The effect of nifedipine (N) on the pharmacokinetics and pharmacodynamics of beta-acetyldigoxin (AD; n = 11) and digitoxin (DGT; n = 10) was studied in 21 patients with cardiac insufficiency stage II-III NYHA. Glycoside plasma concentration and renal excretion as well as electrocardiogram heart rate, atrioventricular transconduction time (PQ), duration of electrical systole corrected for heart rate (QTc), mean amplitude of T waves in leads V2 to V6 (TV2-6) and systolic time intervals total electromechanical systole index (QS21), left ventricular ejection time index (LVETI), pre-ejection period index (PEPI), PEP/LVET-ratio were recorded repeatedly before and during co-administrations of 40-60 mg/day N. Plasma AD concentrations were 0.64 +/- 0.22 ng/ml (mean +/- SD) before and 0.61 +/- 0.21 ng/ml during co-administration of N over 10-14 days, plasma DGT concentrations 13.9 +/- 4.1 ng/ml before and 13.7 +/- 4.5 ng/ml during co-administration of N over 4-6 weeks. Daily glycoside excretion was not affected by treatment with N. Heart rate and PQ-interval were not significantly changed during co-administration of N whereas T-wave flattening was intensified and QT-duration was lengthened. Concomitant treatment of AD and N led to an increase of PEPI and PEP/LVET compared to AD alone in ten patients whereas the systolic time intervals after concomitant treatment of DGT and N in most patients did not differ from those after DGT alone. From our findings we conclude that N had no clinically significant effect on pharmacokinetics and pharmacodynamics of AD or DGT.

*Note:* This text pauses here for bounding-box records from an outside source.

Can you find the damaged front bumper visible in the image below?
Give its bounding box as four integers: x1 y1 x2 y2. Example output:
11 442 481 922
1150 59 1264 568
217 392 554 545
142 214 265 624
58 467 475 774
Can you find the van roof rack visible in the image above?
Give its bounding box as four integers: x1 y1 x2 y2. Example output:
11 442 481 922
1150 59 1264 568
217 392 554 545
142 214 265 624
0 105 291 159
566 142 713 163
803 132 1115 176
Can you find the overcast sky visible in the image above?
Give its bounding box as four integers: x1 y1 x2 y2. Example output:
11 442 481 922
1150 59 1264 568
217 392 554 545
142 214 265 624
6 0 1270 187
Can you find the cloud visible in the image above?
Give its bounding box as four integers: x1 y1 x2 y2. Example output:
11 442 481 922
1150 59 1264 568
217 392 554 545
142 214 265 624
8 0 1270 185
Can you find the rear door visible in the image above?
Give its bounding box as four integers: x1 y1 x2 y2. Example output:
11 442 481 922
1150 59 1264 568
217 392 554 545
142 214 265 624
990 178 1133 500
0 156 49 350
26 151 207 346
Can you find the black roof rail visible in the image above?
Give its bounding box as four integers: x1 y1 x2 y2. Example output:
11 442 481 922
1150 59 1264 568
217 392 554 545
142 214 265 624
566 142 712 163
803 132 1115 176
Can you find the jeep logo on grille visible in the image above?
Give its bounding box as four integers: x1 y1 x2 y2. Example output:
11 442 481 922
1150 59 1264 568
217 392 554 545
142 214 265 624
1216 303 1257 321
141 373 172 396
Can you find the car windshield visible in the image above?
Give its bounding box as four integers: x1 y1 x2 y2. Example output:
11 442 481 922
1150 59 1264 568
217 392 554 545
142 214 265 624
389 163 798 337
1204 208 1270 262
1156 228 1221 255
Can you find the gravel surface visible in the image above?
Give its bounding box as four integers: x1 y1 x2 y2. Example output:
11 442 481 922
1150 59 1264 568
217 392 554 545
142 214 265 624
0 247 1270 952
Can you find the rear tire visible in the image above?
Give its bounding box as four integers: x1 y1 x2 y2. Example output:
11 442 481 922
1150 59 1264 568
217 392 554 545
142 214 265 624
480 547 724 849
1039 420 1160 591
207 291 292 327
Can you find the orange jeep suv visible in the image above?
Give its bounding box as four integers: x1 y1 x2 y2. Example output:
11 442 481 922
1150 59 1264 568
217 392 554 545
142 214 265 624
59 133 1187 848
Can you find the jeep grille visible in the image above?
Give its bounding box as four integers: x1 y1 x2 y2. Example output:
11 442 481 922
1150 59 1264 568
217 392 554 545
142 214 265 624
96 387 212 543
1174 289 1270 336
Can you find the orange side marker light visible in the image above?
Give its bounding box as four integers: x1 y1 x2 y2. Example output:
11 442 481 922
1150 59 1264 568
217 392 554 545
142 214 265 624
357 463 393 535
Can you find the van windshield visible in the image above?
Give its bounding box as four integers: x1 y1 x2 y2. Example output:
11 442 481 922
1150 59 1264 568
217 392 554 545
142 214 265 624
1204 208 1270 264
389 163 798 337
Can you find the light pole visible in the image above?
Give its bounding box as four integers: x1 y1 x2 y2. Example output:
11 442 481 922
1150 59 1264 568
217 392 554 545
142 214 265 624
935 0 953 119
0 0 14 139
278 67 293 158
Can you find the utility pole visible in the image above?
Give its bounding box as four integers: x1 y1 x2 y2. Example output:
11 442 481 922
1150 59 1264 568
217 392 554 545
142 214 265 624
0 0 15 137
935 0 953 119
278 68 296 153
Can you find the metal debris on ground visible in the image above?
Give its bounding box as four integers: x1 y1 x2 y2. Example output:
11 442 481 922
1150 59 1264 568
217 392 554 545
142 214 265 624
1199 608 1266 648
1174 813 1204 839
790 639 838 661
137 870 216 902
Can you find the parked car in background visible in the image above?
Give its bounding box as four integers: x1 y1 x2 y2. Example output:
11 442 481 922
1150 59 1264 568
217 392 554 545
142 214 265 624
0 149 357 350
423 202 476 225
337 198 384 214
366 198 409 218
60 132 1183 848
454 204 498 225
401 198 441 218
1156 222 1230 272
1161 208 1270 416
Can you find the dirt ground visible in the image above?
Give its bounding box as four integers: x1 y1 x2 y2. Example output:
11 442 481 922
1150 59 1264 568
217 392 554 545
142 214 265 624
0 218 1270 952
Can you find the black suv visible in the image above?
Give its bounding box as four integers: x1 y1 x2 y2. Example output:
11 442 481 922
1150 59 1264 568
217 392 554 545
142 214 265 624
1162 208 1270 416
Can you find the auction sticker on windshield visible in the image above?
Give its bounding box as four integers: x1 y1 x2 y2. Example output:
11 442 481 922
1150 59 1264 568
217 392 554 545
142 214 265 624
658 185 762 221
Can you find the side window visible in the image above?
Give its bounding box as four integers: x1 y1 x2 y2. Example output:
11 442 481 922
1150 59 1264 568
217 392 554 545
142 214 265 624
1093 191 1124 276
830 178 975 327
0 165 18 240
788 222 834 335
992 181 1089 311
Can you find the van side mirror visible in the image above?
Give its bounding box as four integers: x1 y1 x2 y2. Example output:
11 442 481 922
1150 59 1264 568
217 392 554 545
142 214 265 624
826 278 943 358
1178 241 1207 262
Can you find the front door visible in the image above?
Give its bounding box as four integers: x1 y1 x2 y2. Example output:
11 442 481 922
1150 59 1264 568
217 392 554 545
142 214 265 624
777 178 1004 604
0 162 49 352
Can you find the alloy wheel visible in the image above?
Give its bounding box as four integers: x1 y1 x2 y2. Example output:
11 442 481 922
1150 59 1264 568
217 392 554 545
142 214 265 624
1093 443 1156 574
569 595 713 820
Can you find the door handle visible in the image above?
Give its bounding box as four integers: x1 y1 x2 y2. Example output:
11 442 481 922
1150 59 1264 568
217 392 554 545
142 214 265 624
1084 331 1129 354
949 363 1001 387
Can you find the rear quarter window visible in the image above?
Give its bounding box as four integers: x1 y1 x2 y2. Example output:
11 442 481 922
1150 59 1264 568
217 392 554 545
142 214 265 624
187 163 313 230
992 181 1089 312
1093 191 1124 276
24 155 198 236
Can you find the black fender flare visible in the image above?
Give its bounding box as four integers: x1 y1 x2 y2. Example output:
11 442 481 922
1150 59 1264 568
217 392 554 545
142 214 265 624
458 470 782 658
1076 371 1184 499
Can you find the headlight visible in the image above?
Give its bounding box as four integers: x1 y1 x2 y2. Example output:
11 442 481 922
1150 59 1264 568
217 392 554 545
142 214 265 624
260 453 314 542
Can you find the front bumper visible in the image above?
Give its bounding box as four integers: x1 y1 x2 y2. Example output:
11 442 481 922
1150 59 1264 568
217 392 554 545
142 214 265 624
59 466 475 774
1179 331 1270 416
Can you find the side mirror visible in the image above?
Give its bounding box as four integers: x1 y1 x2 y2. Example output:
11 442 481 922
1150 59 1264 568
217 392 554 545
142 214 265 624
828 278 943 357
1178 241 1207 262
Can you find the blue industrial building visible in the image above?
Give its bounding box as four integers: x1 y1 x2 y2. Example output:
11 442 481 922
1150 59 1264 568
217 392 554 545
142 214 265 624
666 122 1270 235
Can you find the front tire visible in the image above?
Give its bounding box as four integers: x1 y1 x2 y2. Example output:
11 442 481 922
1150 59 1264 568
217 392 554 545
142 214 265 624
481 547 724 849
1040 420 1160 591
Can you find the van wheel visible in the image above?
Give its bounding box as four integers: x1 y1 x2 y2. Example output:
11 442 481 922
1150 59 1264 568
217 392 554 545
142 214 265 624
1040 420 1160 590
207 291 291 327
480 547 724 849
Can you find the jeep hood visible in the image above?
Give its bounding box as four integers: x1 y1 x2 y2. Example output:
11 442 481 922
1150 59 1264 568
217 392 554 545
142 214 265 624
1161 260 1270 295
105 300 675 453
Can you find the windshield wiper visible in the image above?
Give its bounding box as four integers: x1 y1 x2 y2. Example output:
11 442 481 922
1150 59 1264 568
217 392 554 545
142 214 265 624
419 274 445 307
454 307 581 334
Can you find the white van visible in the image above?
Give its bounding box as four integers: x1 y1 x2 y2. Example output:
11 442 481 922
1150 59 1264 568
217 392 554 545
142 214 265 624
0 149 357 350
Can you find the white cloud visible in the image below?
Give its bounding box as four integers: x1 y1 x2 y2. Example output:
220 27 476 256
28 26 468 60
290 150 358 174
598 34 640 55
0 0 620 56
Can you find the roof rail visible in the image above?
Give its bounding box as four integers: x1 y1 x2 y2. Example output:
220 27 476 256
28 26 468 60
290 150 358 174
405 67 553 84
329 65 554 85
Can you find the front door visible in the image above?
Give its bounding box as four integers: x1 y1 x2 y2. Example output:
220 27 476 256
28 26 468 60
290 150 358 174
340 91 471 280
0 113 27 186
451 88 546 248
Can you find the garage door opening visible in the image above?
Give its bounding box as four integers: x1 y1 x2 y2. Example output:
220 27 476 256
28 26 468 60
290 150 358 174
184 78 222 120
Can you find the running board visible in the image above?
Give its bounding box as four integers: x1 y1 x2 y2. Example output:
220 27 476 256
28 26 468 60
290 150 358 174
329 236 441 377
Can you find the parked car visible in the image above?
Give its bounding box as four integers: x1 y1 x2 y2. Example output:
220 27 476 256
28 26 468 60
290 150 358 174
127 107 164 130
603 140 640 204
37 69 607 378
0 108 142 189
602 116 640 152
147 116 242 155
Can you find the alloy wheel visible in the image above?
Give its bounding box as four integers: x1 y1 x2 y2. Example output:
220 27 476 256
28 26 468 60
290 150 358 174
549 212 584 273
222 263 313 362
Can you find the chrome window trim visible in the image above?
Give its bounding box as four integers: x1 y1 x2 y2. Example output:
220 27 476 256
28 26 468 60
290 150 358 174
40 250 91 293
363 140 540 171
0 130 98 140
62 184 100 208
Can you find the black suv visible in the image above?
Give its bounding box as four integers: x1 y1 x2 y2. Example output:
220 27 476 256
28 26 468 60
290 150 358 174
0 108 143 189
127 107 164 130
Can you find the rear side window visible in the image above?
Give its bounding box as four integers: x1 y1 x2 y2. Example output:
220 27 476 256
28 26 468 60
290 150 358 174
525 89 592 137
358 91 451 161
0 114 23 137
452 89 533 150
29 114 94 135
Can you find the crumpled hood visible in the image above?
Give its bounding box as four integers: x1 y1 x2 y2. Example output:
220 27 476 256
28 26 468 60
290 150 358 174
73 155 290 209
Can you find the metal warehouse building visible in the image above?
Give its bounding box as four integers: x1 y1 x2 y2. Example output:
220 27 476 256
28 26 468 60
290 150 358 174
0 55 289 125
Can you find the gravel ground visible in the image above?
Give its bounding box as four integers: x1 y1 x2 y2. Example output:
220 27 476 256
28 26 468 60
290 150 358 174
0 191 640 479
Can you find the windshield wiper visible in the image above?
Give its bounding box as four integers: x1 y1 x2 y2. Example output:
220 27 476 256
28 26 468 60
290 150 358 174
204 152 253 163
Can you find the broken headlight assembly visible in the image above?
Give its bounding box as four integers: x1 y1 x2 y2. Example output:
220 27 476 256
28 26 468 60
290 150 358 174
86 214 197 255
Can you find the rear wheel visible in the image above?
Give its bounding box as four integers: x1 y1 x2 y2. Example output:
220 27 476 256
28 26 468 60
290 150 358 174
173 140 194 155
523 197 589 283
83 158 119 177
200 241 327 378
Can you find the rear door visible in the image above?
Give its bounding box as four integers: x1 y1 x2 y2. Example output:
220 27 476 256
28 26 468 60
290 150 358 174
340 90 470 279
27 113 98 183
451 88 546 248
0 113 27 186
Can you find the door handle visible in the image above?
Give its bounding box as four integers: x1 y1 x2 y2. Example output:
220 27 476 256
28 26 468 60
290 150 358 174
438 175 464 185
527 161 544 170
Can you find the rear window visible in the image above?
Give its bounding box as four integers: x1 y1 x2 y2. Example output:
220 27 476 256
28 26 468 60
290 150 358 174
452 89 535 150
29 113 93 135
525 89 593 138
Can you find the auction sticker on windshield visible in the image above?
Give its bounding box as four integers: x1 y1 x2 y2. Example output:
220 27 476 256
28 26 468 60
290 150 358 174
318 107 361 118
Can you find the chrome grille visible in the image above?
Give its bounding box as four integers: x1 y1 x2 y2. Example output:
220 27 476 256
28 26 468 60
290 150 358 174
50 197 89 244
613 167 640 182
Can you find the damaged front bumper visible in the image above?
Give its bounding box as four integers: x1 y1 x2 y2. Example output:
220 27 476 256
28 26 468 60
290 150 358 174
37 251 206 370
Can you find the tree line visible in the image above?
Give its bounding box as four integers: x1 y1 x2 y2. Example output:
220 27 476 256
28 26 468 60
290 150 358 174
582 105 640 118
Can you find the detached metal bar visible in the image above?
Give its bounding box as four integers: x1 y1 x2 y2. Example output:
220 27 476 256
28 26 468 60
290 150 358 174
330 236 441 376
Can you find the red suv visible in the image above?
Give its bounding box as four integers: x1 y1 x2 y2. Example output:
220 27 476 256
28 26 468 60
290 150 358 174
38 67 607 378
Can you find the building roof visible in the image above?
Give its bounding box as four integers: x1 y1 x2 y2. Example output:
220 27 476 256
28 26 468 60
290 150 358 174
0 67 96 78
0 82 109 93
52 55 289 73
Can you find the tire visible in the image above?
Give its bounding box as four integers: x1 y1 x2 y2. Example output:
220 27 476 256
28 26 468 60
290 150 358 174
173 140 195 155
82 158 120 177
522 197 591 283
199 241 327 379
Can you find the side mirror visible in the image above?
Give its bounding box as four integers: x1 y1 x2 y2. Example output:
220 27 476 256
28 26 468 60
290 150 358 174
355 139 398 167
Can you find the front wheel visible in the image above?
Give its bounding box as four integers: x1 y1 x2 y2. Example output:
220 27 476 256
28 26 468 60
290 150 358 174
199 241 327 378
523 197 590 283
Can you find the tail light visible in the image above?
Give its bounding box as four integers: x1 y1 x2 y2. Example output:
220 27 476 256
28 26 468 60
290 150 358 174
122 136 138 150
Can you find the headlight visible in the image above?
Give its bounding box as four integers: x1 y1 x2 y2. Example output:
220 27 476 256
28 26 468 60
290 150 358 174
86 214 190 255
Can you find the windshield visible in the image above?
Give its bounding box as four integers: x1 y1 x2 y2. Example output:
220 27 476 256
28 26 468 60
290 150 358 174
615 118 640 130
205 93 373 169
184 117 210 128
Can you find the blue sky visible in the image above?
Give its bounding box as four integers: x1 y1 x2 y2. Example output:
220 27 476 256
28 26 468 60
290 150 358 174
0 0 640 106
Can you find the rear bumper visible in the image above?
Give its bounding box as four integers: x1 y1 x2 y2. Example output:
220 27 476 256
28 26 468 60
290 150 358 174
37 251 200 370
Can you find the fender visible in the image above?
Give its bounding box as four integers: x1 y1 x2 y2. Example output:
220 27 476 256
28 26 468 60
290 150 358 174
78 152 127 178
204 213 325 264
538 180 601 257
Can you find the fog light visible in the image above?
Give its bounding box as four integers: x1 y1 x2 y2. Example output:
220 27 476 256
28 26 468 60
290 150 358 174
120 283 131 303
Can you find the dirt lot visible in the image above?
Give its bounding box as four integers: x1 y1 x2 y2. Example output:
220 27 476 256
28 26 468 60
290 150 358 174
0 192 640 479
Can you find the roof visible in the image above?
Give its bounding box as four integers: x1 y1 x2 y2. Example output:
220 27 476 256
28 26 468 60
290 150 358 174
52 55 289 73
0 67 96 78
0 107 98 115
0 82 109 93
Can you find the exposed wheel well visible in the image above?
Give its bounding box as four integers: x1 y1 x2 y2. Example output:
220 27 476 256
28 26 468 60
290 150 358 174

在21例纽约心脏协会(NYHA)心功能II - III级的心力衰竭患者中,研究了硝苯地平(N)对β - 乙酰地高辛(AD;n = 11)和洋地黄毒苷(DGT;n = 10)药代动力学和药效学的影响。在联合服用40 - 60mg/天N之前和期间,反复记录糖苷血浆浓度、肾脏排泄以及心电图的心率、房室传导时间(PQ)、经心率校正的电收缩期持续时间(QTc)、V2至V6导联T波平均振幅(TV2 - 6)和收缩期时间间期总机电收缩指数(QS21)、左心室射血时间指数(LVETI)、射血前期指数(PEPI)、PEP/LVET比值。在联合服用N 10 - 14天期间,血浆AD浓度在联合用药前为0.64±0.22ng/ml(平均值±标准差),联合用药期间为0.61±0.21ng/ml;在联合服用N 4 - 6周期间,血浆DGT浓度在联合用药前为13.9±4.1ng/ml,联合用药期间为13.7±4.5ng/ml。每日糖苷排泄不受N治疗的影响。在联合服用N期间,心率和PQ间期无显著变化,而T波平坦化加剧,QT间期延长。与单独使用AD相比,AD与N联合治疗使10例患者的PEPI和PEP/LVET增加,而在大多数患者中,DGT与N联合治疗后的收缩期时间间期与单独使用DGT后无差异。根据我们的研究结果,我们得出结论,N对AD或DGT的药代动力学和药效学没有临床显著影响。